Other highlights of the Tesla Semi unveiled on stage include a stability control system said to prevent dangerous jackknife, where a truck loses control and “folds over” onto its trailer – and regenerative braking, which aims to improve safety by reducing it the load of a truck takes mechanical brakes.

While a diesel truck’s brakes can overheat and fail on a long downhill stretch — necessitating the “runaway” gravel-truck ramps along steep roads in the US and Australia — Musk claims that Semis hit the bottom of long downhill roads ” with cold will reach “brakes”.

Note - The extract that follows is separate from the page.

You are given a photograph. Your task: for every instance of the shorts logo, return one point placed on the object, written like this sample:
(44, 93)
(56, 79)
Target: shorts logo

Video presented by Tesla at the delivery event shows a fully loaded semi truck accelerating up a 6 percent grade and passing a diesel truck at 3 percent.

“It’s really like driving a normal car, not like driving a truck. It’s just that you’re moving 82,000 pounds [37 tonnes]’ said CEO Elon Musk on stage.

Engineering lead Dan Priestley added, “Any freeway grade you come across, you can tackle at speed. There’s no compromise, no slowing down.”

Drivers sit in the center of the Semi’s cabin, with a large screen on either side, a right-side console with cup holders and a wireless phone charger, and a new three-spoke steering wheel that differs from other Tesla cars.

Tesla claims drivers can “stand up” in the vehicle – which Tesla executives say is “unheard of” in the trucking industry – in a “day cab” rather than a “sleeping cab” with a bed.

With the first Tesla Semi deliveries now underway, the company is preparing to ramp up production with a target of 50,000 being built for the North American market in 2024.

Alex Misoyannis

Alex Misoyannis has been writing about cars since 2017 when he launched his own website Redline. He worked for Drive in 2018 before joining CarAdvice in 2019 and becoming a regular journalist on the news team in 2020. Cars have played a central role in Alex’s life, from leafing through car magazines at a young age to growing up surrounded by performance vehicles in a car-loving family.